Solcu erkekler arasında yaygın olan bu pozisyonu (ya da parçalı pozisyonlar toplamını) ciddiye alarak üzerine konuşmanın en az iki sebepten önemli olduğunu söyleyebiliriz. Birincisi, bu pozisyona içkin varsayımların Anneler Gününün ötesinde toplumsal cinsiyet, iş bölümü, bakım emeği ve  toplumsal eşitsizliğe dair genel kanılar içeriyor olması. İkincisi, bu varsayımların kuramsal farklılıkların ötesinde sağdan gelen baskılar bağlamında acilen ihtiyaç duyduğumuz çok bileşenli toplumsal koalisyonları genel anlamda zora sokmaya devam etmesi.
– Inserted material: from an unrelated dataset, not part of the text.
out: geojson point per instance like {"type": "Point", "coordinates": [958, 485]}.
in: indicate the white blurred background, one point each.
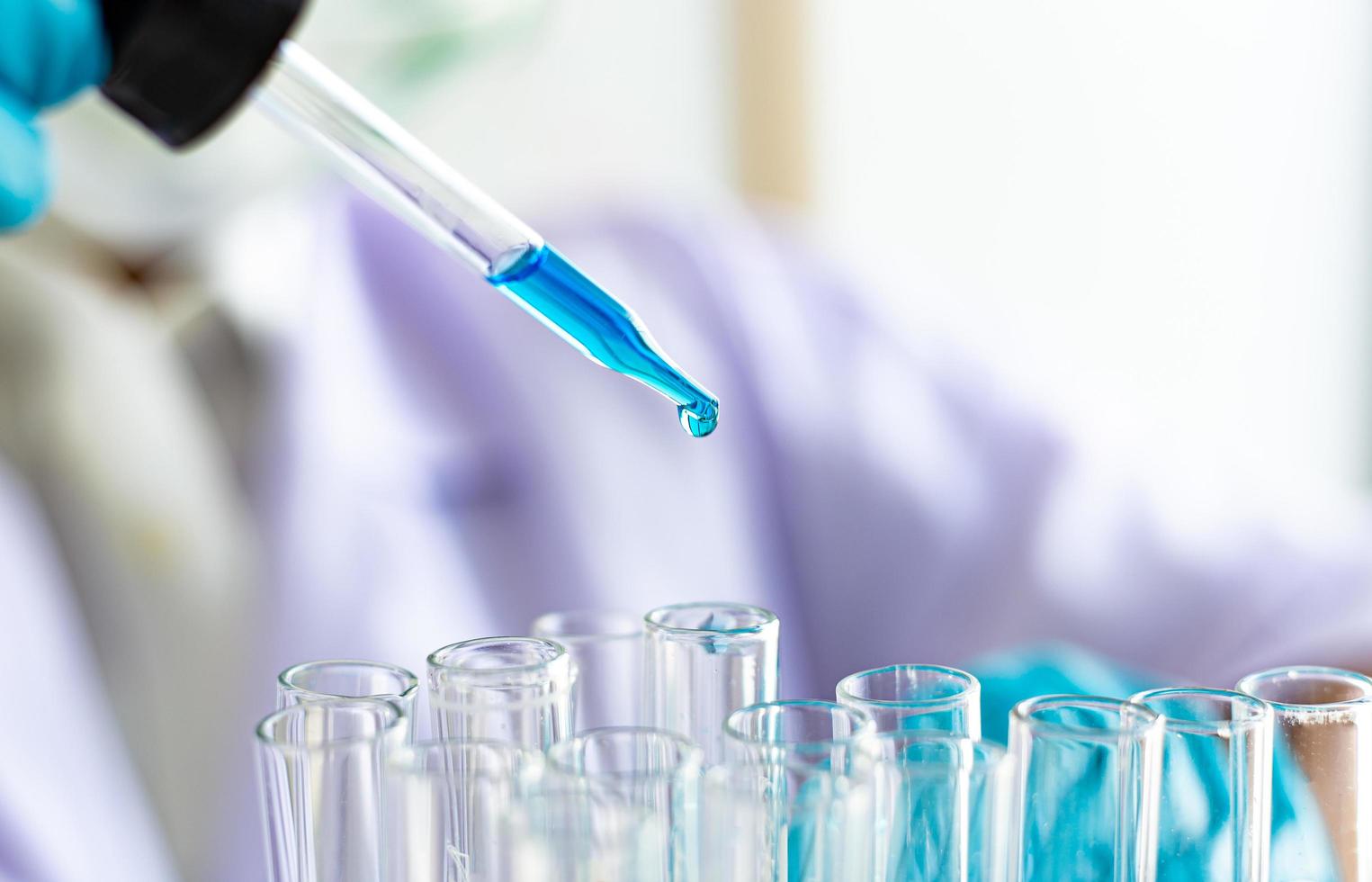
{"type": "Point", "coordinates": [1152, 220]}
Öncelikle söz konusu pozisyonu uğraştırıcı kılan yanlış ya da kötü niyetli olması değil, doğru ile yanlışı sözümona (kadını) özgürleştirici bir çerçevede birbirine eklemlemesi. Doğrularla başlayacak olursak, Anneler Günü gerçekten de kadınla anneliği özdeşleştiren ve ideal kadını anne olarak kuran bir söylem ve pratik. Güne özel reklam filmlerindeki hamarat, cefakar, obsesif kompulsif kadınlar, toplumsal cinsiyete dayalı iş bölümünü yansıtmakla kalmıyor, normal olarak pekiştiriyor. Pırıl pırıl evler, bakımlı ve mutlu çocuklar görselleri, ücretsiz bakım emeğinin toplum, devlet ve sermaye tarafından kadınların üstüne yıkılmasını neşeyle kutluyor. Zaten reklamların alıcısı toplum da, çoğu kadının ev işlerinden dolayı işgücüne katılamadığını, istihdam koşuluna bağlanmış sosyal haklardan faydalanamadığını ve işgücüne (çoğu zaman düşük ücretli) katıldıktan sonra bile ev işlerinin büyük çoğunluğunu yerine getirmeye devam ettiğini –‘biyolojik’ ve toplumsal olarak- ‘doğal’ karşılıyor. Bu anlamda Anneler Günü; bir yandan anne olan kadınların -milli bayramlardaki şehit anmalarına benzer bir şekilde- sembolik ritüellerle mistikleştirilmesine katkı sağlıyorken, diğer yandan da kadınların emeklerini ve asıl ihtiyaçlarını halının altına süpürüyor.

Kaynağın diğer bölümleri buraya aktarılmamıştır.